Bilge Demirköz günümüzde, Orta Doğu Teknik Üniversitesi Fizik Bölümü’nde öğretim üyesi ve Kalkınma Bakanlığı destekli “Parçacık Radyasyonu Oluşturma Laboratuarı” isimli yenilikçi malzeme ve elektronikleri uzayda maruz kalacakları radyasyonu test edilen projenin yürütücüsüdür.
Bilge Demirköz'ün Çalışmaları ve Eserleri Nelerdir?
Bilge Demirköz'ün çalışmaları ve eserleri aşağıda maddeler halinde listelenmiştir.
- Bilge Demirköz, MIT'de devam etmeyi seçtiği akademik hayatında AMS (Alpha Magnetic Spectrometer) projesinin TRD Geçiş Radyasyonu Dedektörünün yapımında görev alarak NASA ile dört yıl çalışmıştır.
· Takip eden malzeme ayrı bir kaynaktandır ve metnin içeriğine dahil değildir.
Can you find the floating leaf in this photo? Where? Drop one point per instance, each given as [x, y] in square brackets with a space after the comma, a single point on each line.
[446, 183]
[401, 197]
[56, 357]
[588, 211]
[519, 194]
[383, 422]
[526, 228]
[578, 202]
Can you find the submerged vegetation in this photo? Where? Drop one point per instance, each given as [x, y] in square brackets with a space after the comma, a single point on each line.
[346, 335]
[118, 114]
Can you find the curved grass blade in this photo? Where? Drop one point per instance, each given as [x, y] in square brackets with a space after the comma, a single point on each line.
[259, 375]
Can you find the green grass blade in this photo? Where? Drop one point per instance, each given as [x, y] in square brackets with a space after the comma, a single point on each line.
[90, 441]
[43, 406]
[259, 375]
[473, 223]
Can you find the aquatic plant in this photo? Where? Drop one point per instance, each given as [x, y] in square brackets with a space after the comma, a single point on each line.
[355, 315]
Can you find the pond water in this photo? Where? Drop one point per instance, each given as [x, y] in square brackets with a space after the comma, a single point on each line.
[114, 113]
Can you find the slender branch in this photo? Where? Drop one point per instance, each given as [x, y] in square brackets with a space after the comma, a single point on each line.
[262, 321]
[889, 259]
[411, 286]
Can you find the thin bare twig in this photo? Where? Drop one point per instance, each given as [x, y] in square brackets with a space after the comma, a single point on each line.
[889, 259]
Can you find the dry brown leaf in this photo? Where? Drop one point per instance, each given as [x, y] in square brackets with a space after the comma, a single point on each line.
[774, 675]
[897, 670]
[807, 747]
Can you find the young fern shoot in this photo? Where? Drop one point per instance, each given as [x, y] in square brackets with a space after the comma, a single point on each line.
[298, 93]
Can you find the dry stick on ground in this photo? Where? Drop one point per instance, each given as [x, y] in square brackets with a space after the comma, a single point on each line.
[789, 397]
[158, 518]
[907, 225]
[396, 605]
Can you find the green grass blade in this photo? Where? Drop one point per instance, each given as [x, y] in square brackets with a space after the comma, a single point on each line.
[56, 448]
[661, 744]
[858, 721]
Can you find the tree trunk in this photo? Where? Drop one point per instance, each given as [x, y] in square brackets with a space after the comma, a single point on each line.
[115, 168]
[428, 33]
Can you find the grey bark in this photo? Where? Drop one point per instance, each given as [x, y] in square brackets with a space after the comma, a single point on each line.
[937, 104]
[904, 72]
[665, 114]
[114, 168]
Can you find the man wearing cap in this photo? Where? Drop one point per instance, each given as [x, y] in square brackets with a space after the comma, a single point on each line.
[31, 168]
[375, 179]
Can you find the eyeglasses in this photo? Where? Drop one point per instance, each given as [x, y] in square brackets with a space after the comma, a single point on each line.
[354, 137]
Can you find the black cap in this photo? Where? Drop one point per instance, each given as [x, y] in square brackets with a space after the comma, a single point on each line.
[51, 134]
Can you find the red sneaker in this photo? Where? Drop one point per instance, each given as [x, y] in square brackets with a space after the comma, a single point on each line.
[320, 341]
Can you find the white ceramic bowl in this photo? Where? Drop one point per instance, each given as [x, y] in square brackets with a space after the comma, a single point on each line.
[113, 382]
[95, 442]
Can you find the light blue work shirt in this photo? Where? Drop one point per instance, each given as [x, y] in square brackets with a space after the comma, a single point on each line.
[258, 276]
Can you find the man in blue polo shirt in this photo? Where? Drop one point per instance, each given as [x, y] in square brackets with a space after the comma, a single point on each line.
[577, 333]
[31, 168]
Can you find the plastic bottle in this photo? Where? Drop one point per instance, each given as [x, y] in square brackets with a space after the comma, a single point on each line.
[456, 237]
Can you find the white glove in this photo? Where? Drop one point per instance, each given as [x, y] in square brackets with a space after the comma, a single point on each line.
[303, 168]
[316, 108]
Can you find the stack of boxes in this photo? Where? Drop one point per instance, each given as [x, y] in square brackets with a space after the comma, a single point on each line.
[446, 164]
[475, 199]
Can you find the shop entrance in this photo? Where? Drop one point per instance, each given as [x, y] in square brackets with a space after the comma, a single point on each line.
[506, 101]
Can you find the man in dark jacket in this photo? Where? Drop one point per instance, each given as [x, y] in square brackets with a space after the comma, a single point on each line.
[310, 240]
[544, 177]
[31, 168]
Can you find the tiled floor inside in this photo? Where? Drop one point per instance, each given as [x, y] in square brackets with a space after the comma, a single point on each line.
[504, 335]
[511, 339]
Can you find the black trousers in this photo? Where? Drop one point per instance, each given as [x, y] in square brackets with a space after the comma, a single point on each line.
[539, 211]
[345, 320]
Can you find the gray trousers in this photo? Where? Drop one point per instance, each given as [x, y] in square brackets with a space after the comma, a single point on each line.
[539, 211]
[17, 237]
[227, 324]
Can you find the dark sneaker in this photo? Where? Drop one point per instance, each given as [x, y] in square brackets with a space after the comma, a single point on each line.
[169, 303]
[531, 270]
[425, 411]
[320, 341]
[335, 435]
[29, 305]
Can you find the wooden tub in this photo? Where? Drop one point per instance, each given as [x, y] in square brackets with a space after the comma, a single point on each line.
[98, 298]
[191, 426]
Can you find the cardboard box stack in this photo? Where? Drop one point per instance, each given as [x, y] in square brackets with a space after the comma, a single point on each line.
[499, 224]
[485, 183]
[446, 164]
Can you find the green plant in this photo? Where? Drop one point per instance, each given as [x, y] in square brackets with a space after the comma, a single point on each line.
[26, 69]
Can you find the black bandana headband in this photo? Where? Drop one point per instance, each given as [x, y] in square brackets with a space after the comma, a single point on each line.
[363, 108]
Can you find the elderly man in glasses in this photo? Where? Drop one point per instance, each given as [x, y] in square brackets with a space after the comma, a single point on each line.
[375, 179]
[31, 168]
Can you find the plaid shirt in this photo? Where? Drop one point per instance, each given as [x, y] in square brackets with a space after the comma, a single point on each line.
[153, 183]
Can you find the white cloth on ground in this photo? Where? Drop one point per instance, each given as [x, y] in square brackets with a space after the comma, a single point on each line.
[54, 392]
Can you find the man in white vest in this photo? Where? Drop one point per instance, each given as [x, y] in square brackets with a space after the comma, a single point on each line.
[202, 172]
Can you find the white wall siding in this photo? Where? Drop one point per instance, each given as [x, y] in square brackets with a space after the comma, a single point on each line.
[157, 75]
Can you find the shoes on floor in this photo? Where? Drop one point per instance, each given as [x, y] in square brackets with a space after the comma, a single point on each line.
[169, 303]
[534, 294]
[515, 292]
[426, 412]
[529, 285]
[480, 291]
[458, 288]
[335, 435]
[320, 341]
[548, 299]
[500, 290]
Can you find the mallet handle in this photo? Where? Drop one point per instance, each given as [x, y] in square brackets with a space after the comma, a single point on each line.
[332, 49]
- Bilge Demirköz 2004 yılında İstanbul'da Atina Olimpiyatları meşalesini taşımıştır.
- Doktorası sırasında ATLAS projesinde görev alarak İsviçre'nin Cenevre kenti yakınında bulunan CERN (Avrupa Nükleer Araştırmalar Merkezi)'de çalışmalara katılan Demirköz, ATLAS in SCT (Semi-Conductor Tracker) dedektörünün yapımında çalışmıştır.
- Türkiye CERN'e üye olmadığı halde, CERN tarafından Research Fellow ünvanıyla CERN'ün elemanı olarak kabul edilen Demirköz, iki yılı aşkın CERN adına görev yapmıştır.
- ATLAS dedektörünün hem veri alım ve tetikleme sisteminde hem de karanlık madde bulgu hassasiyetini arttırmak için çalışmıştır.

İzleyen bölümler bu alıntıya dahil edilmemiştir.